The folks who did it: FirstSounds.org

Selected press coverage (not including the particularly sucky examples)

NY Times article

The Age, AU

NPR

Short crunchgear article

The press coverage has been interesting. I first heard about this from a wacky short tv news piece saying something like "Scientists have discovered a sound recording from 1860 ... Almost 20 years before Thomas Edison invented the first sound recording!" with no further explanation. Ms. Hollie witnessed me making an exasperated gesture at the tv set and saying, "What, have they extracted sound from a phonautograph?
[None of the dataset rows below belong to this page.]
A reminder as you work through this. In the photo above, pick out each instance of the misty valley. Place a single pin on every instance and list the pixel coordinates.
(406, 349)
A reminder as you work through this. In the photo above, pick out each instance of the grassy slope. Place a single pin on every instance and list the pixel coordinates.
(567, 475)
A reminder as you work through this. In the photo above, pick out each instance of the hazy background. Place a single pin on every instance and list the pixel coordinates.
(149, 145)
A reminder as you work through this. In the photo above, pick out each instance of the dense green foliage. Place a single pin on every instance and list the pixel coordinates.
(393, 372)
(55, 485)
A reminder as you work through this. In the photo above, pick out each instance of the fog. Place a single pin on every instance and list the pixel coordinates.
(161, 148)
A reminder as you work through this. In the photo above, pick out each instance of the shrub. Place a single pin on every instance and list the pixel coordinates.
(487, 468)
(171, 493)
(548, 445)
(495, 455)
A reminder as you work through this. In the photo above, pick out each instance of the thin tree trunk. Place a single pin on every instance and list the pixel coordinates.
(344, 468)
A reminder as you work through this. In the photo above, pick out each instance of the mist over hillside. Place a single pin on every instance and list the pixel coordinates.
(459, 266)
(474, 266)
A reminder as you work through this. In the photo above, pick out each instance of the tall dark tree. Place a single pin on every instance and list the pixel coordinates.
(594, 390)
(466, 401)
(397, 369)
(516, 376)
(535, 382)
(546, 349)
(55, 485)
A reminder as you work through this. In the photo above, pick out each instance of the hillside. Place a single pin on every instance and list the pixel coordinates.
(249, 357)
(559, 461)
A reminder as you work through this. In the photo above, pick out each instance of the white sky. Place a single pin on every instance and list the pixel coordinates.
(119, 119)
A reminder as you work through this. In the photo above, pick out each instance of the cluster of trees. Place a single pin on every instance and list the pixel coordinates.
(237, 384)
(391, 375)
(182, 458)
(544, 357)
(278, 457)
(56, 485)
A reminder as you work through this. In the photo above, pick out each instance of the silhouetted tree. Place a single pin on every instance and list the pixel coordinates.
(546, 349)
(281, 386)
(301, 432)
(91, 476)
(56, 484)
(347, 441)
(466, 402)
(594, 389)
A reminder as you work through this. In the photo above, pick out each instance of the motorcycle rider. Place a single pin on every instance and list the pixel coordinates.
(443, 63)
Or what??"

I can remember speculation going back at least 20 to 25 years ago that someday someone would be able to figure out some technology to extract audio from a phonautograph paper. That the phonautograph predated Edison's phonograph was no secret to those with some interest in early audio. This is not to discount the significance of the scientific achievement of playing it back -- it is more an observation of how the media tend to report things. No doubt if something significant and startling was discovered in old presidential papers from a 120 years ago, we'd see examples presenting it along the lines of: "Historians have discovered that the United States used to have a president called ''Grover Cleveland'', who has been totally forgotten!"

It will be interesting to see what else might come of these developments. I hope we'll get to hear some of the Edison tinfoil recordings again.
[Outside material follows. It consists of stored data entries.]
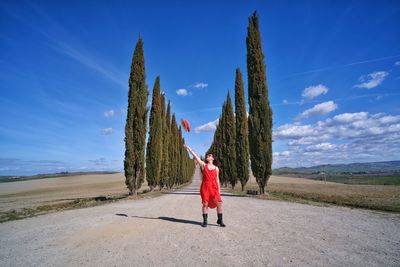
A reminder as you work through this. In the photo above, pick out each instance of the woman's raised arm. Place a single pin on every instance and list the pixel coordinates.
(202, 163)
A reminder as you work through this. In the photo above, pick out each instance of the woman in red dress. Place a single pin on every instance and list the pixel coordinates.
(210, 187)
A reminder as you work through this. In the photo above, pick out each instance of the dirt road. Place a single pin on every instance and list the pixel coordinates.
(166, 231)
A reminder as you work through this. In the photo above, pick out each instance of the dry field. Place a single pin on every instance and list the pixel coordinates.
(378, 197)
(27, 198)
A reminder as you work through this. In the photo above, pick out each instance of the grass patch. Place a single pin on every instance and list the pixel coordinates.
(78, 203)
(379, 197)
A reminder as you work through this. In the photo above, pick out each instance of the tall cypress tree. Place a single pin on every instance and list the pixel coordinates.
(221, 146)
(230, 143)
(136, 122)
(154, 144)
(180, 156)
(242, 138)
(168, 167)
(164, 161)
(174, 154)
(260, 113)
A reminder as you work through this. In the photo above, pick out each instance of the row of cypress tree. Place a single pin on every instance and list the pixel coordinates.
(236, 136)
(164, 162)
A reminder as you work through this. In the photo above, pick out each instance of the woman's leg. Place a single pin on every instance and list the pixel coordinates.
(219, 213)
(205, 214)
(219, 206)
(205, 208)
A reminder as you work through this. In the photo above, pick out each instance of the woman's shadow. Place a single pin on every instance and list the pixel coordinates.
(170, 219)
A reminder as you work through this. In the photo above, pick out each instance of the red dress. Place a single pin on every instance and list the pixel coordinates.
(209, 187)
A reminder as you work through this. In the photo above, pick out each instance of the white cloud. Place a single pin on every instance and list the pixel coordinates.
(106, 131)
(314, 91)
(208, 127)
(200, 85)
(182, 92)
(345, 138)
(319, 109)
(350, 117)
(372, 80)
(109, 113)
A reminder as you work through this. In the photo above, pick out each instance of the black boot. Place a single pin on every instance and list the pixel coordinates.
(220, 222)
(205, 216)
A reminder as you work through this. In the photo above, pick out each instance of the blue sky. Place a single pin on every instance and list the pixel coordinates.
(333, 71)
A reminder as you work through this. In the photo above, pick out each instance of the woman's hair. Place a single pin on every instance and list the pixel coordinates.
(215, 162)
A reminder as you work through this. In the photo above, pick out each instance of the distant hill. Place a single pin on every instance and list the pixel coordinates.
(5, 179)
(361, 168)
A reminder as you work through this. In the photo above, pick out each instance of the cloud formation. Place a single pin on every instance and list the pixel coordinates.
(109, 113)
(200, 85)
(208, 127)
(319, 109)
(106, 131)
(371, 80)
(344, 138)
(314, 91)
(182, 92)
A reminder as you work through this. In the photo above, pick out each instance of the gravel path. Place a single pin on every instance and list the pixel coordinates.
(166, 231)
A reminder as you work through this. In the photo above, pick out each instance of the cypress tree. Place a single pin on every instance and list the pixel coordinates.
(242, 139)
(164, 162)
(229, 157)
(168, 167)
(180, 156)
(136, 122)
(260, 113)
(174, 154)
(221, 146)
(154, 144)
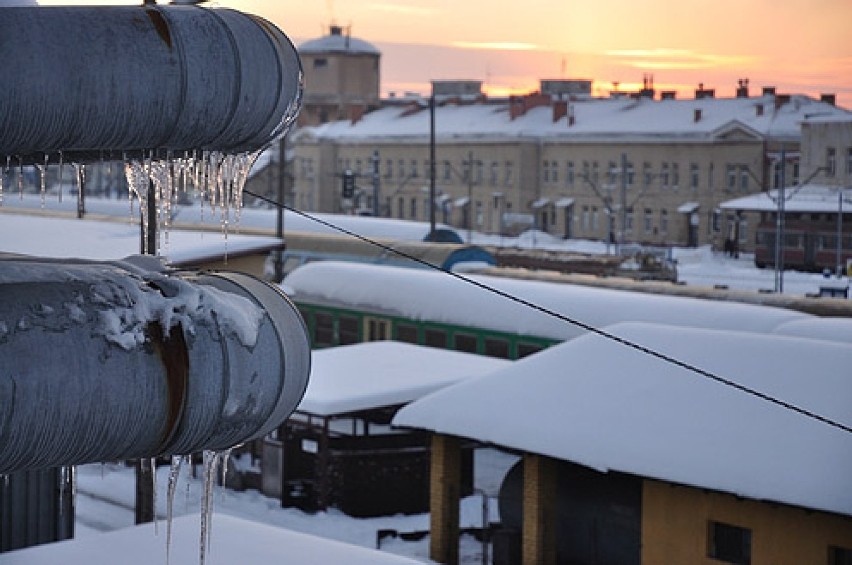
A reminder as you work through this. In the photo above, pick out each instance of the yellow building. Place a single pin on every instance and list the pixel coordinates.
(740, 452)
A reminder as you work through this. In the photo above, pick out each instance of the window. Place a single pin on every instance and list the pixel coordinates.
(348, 330)
(323, 328)
(731, 182)
(496, 347)
(647, 174)
(729, 543)
(376, 329)
(433, 337)
(525, 349)
(830, 161)
(464, 342)
(694, 177)
(407, 333)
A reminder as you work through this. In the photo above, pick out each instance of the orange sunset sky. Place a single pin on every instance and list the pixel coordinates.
(797, 46)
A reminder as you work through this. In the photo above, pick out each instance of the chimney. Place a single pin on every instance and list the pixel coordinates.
(356, 112)
(702, 92)
(516, 107)
(781, 99)
(560, 108)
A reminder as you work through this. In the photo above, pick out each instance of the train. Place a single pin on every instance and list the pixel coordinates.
(510, 318)
(807, 246)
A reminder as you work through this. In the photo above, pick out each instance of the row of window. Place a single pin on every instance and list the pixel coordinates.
(328, 329)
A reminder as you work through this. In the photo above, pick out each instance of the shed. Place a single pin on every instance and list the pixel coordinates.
(697, 457)
(338, 448)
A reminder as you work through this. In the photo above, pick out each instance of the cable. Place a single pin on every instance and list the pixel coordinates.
(640, 348)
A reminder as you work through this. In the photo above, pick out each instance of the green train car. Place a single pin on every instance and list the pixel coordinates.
(344, 303)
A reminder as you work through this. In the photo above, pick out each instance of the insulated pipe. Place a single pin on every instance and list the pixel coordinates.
(114, 361)
(86, 81)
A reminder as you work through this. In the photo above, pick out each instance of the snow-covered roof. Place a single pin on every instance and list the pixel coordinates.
(612, 408)
(807, 198)
(594, 119)
(337, 42)
(377, 374)
(105, 240)
(232, 540)
(440, 297)
(826, 329)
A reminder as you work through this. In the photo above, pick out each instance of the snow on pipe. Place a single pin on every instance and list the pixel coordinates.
(112, 361)
(90, 81)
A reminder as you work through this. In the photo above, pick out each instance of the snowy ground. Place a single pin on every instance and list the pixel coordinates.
(105, 497)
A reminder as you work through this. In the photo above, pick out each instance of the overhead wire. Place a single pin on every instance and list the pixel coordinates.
(598, 331)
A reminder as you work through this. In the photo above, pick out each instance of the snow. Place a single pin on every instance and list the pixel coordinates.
(384, 373)
(609, 407)
(807, 198)
(453, 300)
(595, 119)
(236, 540)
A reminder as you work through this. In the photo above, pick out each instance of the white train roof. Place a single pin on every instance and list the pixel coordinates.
(600, 404)
(445, 298)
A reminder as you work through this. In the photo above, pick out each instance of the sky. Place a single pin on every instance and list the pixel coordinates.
(798, 46)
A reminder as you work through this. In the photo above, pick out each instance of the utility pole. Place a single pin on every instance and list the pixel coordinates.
(376, 183)
(432, 165)
(779, 228)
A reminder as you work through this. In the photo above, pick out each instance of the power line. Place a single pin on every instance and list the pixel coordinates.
(637, 347)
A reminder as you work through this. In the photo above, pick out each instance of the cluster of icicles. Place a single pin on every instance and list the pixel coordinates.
(215, 178)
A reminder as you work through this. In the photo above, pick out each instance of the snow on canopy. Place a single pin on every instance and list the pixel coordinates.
(600, 404)
(808, 198)
(104, 240)
(384, 373)
(234, 540)
(439, 297)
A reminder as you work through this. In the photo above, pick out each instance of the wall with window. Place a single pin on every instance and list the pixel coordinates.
(688, 525)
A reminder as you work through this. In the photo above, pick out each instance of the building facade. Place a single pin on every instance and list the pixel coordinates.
(624, 169)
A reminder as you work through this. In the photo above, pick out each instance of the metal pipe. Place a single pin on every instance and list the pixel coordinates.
(86, 81)
(113, 361)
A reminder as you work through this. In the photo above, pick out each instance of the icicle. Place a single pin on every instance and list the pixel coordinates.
(42, 179)
(153, 464)
(21, 177)
(61, 167)
(63, 479)
(174, 475)
(210, 461)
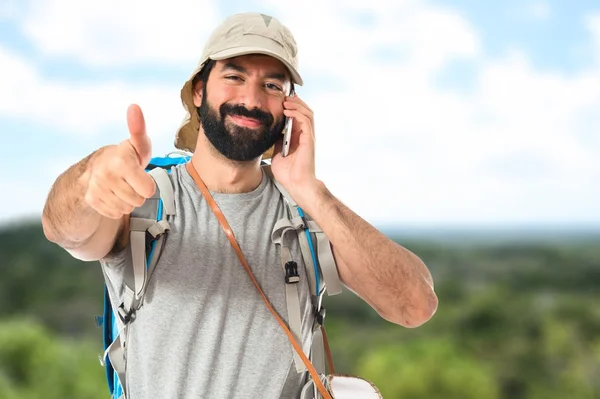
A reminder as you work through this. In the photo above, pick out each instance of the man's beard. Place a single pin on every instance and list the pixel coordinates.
(235, 142)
I note FirstSounds.org/Sounds already has a few other things up, the only one earlier recognizable as something is a tuning fork from 1859. Regarding an 1857 phonautogram, "his recording methods were not yet sophisticated enough at this time to yield audibly recognizable results." I wonder if this is an absolute threshold or one of current reconstructive technology.

There have been suggestions at least since the late 1960s that pots on a potter's wheel just might accidentally record sound. "Archaeoacoustics". A few archaeologists have contemplated that, just maybe, somehow, we may be able to listen to bits of conversation from thousands of years ago, perhaps listening to spoken Etruscan or Linear A. And other archaeologists and historians have found this dream, while tantalizing, pretty funny.
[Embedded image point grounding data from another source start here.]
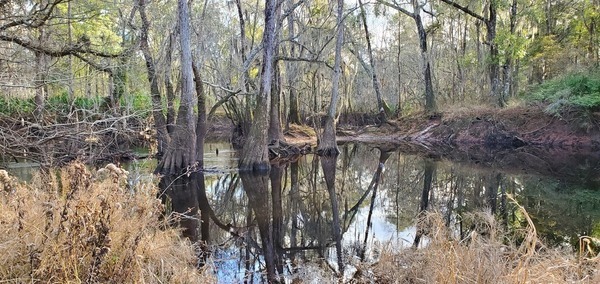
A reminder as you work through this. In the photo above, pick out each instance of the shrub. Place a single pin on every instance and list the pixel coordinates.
(14, 106)
(579, 91)
(72, 226)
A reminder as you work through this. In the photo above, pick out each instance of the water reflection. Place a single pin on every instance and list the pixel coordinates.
(326, 211)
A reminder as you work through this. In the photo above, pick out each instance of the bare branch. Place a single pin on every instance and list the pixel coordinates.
(465, 10)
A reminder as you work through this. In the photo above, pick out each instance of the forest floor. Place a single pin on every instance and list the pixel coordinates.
(495, 128)
(516, 139)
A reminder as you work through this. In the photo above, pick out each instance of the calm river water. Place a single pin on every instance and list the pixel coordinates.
(287, 217)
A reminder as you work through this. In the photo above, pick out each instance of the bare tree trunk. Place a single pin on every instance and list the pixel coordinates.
(290, 70)
(275, 131)
(328, 144)
(255, 155)
(328, 163)
(159, 118)
(381, 109)
(256, 188)
(424, 204)
(201, 123)
(169, 85)
(383, 156)
(430, 106)
(490, 25)
(40, 82)
(181, 152)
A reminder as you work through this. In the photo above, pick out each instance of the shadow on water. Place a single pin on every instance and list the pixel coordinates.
(327, 212)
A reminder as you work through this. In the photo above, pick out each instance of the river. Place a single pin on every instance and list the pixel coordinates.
(288, 218)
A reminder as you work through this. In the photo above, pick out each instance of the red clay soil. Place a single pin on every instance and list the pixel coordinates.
(517, 140)
(496, 128)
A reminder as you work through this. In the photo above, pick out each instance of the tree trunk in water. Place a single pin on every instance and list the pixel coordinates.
(181, 152)
(383, 156)
(181, 193)
(328, 164)
(328, 144)
(169, 85)
(201, 123)
(159, 118)
(255, 155)
(256, 188)
(275, 131)
(275, 176)
(427, 180)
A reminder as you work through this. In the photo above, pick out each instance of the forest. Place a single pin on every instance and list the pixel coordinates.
(113, 73)
(86, 82)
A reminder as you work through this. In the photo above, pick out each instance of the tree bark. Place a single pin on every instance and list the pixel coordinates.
(275, 131)
(429, 169)
(328, 144)
(328, 163)
(255, 155)
(181, 152)
(159, 118)
(256, 188)
(290, 70)
(430, 105)
(201, 122)
(490, 25)
(380, 103)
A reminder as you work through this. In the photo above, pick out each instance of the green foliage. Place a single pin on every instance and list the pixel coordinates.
(61, 103)
(12, 106)
(140, 102)
(580, 91)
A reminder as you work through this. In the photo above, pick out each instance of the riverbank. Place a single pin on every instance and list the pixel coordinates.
(495, 128)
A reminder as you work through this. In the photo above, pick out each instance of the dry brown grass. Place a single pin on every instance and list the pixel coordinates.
(483, 258)
(71, 227)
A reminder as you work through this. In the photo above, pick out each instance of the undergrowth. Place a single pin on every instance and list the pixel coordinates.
(487, 256)
(578, 91)
(72, 226)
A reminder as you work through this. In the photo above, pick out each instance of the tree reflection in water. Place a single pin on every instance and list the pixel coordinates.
(263, 228)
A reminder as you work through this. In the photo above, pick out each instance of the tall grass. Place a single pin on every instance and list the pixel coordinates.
(579, 91)
(486, 256)
(72, 226)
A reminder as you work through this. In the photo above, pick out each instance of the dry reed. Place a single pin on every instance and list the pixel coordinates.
(486, 256)
(70, 226)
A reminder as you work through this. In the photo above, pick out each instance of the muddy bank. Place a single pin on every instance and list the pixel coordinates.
(517, 140)
(493, 128)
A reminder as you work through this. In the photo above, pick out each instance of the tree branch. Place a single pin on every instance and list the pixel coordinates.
(466, 10)
(395, 6)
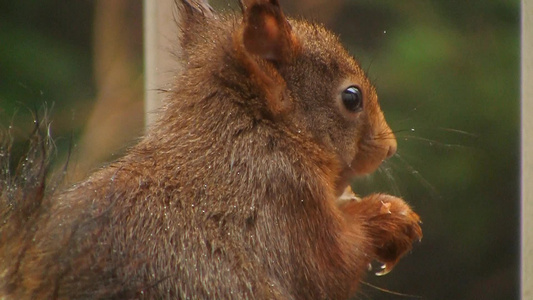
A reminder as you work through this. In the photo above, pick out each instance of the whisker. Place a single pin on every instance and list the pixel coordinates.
(458, 131)
(433, 142)
(425, 183)
(391, 292)
(387, 173)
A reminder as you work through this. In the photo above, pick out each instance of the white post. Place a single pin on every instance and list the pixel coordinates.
(527, 156)
(160, 41)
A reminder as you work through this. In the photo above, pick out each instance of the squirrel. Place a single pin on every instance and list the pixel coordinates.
(240, 190)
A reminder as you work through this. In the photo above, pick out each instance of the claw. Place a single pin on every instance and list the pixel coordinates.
(385, 269)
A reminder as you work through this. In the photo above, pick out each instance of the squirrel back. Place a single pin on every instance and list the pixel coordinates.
(239, 190)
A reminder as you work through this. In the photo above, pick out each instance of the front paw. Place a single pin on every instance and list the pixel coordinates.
(391, 227)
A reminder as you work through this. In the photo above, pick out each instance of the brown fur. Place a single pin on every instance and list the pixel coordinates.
(234, 192)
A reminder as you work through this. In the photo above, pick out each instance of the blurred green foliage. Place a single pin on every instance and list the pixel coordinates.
(447, 73)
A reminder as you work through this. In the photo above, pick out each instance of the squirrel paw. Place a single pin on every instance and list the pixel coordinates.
(391, 225)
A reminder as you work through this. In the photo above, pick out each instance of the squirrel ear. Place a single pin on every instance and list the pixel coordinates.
(196, 9)
(267, 33)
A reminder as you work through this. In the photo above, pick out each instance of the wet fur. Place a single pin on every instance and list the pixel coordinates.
(232, 194)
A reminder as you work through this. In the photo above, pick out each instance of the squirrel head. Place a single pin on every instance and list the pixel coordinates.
(296, 75)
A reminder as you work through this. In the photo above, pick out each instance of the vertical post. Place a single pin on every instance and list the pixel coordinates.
(527, 156)
(160, 36)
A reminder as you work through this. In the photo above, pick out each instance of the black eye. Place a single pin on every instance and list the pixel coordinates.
(352, 98)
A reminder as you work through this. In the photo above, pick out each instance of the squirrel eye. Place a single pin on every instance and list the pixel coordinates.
(352, 98)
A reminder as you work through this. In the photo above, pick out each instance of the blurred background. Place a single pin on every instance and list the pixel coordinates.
(447, 74)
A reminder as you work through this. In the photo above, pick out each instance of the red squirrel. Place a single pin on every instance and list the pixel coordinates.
(240, 190)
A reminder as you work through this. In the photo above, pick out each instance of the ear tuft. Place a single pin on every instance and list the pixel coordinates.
(267, 33)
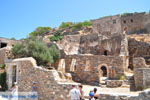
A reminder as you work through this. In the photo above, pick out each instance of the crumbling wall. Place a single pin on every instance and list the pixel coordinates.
(134, 23)
(107, 25)
(141, 73)
(144, 95)
(95, 44)
(87, 67)
(47, 81)
(70, 44)
(138, 49)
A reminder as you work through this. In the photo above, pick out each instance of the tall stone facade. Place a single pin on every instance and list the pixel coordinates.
(89, 68)
(141, 74)
(136, 23)
(48, 82)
(Hm, doing a quick google while preparing this post has turned up a few things I've missed, including an April Fool's Day prank claiming recordings from Pompeii a couple years ago, and an "X-Files" tv episode with a pot with a recording of the voice of Jesus! upen.edu language log; Pottery recording)

I've long wondered if eventually better audio fidelity might be extracted from early recordings by some sort of computerized reverse engineering to compensate for the audio strengths and weaknesses of early recording devices.

Speaking of extracting hidden data from early audio, a dozen years ago a friend told me he was playing around with a NASA sonar program on his computer and tried it on some snippets of acoustic recordings-- where there was a pure tone like a chime or bell, and making a 2-d image. He said in a few cases he'd get a circle pattern, a few others a square. He thought he was getting a sonar picture of the inside of the recording horn.